GRAND RAPIDS, Mich. (Sept. 8, 2025) — When it comes to their survival, cancer cells have a host of backup plans.
This is especially true of the nutrients that cancers use to grow and spread. In addition to relying on sugars like glucose to power their proliferation, some cancer cells also use ketones — metabolites produced from fats when the body is fasting or on a low carb diet — as an alternate fuel source.
Now, a new study by Van Andel Institute scientists suggest that the routes cancer cells use to process these different nutrients deeply influence cell behavior. They discovered an alternate, or non-canonical, path by which cancer cells convert a ketone called β-hydroxybutyrate (β-OHB) into acetyl-CoA, an essential metabolic building block for fatty acids and cholesterol that supports cell proliferation.
The findings, published today in the journal Nature Metabolism , could reshape how the relationship between diet and cancer is viewed.
"Cancer cells rely on a complex metabolic network to survive. Understanding the full scope of the nutrient sources that fuel cancer could help us find ways to interrupt this multi-layered defense," said Evan Lien, Ph.D. , an assistant professor in VAI's Department of Metabolism and Nutritional Programming and the study's corresponding author.
Lien and colleagues also found that cancer cells can leverage this alternative β-OHB pathway even when glucose, the body's main source of energy, is plentiful. This suggests that, depending on the circumstances, glucose may not always be the nutrient of choice for cells.
Today's findings add to an increasingly complex and nuanced understanding of how cells leverage a wide-ranging portfolio of nutrients to sustain themselves. For example, earlier research by VAI scientists suggests that cancer cells aren't the only ones to leverage ketones — immune cells do too. In 2023, VAI's Russell Jones, Ph.D. , found that T cells, the soldiers of the immune system, may prefer ketones over glucose as a fuel source . A later study by Jones's lab found that T cells tasked with fighting cancer also employ backup routes for producing acetyl-CoA. Jones is a co-author of today's study.

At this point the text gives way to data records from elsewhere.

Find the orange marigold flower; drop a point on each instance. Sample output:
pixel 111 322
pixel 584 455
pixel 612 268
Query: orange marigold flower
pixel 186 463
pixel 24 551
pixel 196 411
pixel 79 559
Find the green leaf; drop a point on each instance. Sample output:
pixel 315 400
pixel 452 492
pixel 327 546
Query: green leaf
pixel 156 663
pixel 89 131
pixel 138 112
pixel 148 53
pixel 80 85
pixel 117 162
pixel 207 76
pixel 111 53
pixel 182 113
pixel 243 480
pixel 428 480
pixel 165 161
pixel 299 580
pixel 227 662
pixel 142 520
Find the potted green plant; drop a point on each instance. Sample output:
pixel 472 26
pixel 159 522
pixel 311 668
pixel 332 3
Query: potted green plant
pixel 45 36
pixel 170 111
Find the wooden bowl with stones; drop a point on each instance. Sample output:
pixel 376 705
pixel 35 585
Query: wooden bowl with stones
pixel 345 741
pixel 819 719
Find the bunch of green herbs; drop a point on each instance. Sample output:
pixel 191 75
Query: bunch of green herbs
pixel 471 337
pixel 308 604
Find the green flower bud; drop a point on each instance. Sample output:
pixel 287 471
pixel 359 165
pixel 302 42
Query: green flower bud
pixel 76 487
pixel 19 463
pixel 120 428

Many people are familiar with ketones through the lens of the ultra-low-carb keto diet. Although Lien's study shed important light on the metabolism of a specific ketone, it did not explore the effects of the keto diet or other similar dietary changes.

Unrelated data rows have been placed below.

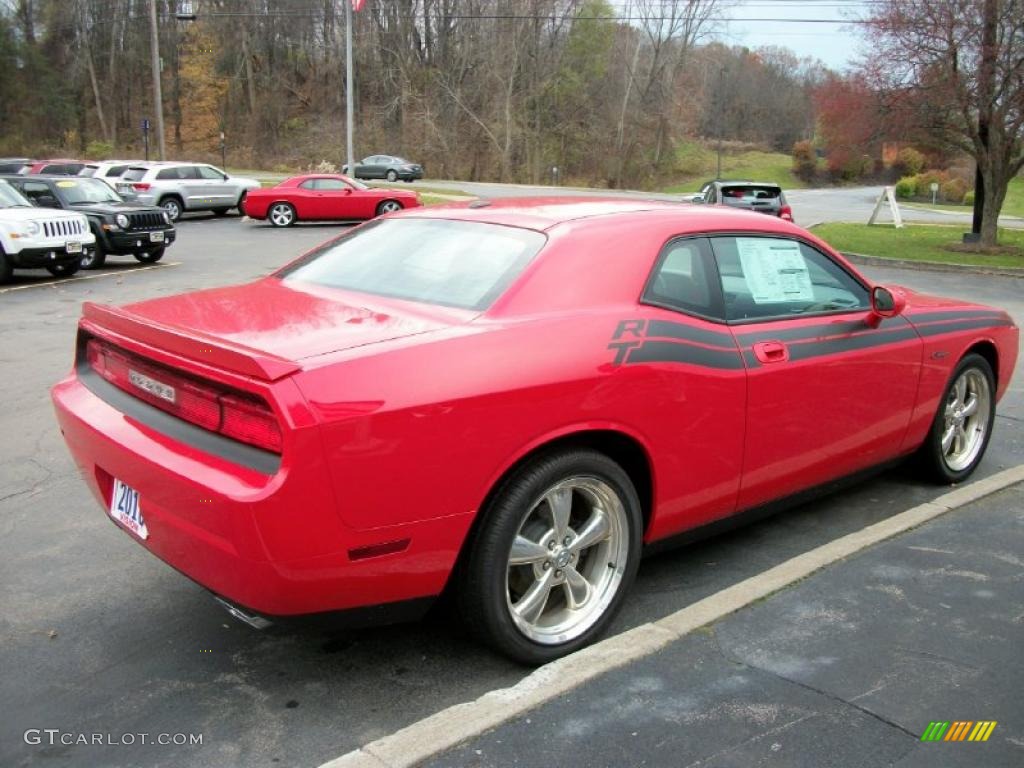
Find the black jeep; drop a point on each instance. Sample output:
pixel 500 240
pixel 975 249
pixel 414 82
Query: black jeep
pixel 121 227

"There are no easy answers when it comes to diet, cancer and the immune system. That's why understanding how all the various pieces work together is incredibly important," Lien said. "Acetyl-CoA is essential to cell function, and our work shows that cancer cells can use different nutrients and different paths to produce it. These findings give us a fuller picture but there's still more to uncover."

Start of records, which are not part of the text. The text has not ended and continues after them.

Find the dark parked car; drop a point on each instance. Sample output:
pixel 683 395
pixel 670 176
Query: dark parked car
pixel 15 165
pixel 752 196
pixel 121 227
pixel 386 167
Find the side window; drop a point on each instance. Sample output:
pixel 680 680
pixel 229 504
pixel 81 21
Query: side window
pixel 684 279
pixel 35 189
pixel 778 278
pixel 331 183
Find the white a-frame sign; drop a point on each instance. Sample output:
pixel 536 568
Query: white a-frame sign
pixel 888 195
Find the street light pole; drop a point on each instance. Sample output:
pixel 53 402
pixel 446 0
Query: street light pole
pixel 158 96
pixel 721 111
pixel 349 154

Faith C. Kaluba and Thomas J. Rogers, Ph.D., are co-first authors of the study. Other authors include Yu-Jin Jeong, Ph.D., Rachel (Rae) J. House, Ph.D., Althea Waldhart, Kelly H. Sokol, Samuel R. Daniels, Cameron J. Lee, Joseph Longo, Ph.D., Amy Johnson, Vincent J. Sartori and Ryan D. Sheldon, Ph.D., of VAI.
Research reported in this publication was supported by the National Cancer Institute of the National Institutes of Health under award nos. R00CA255928 (Lien) and T32CA251066 (House; PI: Peter A. Jones); the National Institute of Allergy and Infectious Diseases of the National Institutes of Health under award no. R01AI165722 (Jones); Van Andel Institute's Metabolism and Nutrition (MeNu) Program (Lien); VAI MeNu Program Pathway to Independence Awards (Jeong and Longo); and a Canadian Institutes of Health Research Fellowship under award no. MFE-181903 (Longo). The content is solely the responsibility of the authors and does not necessarily represent the official views of the National Institutes of Health or other funders.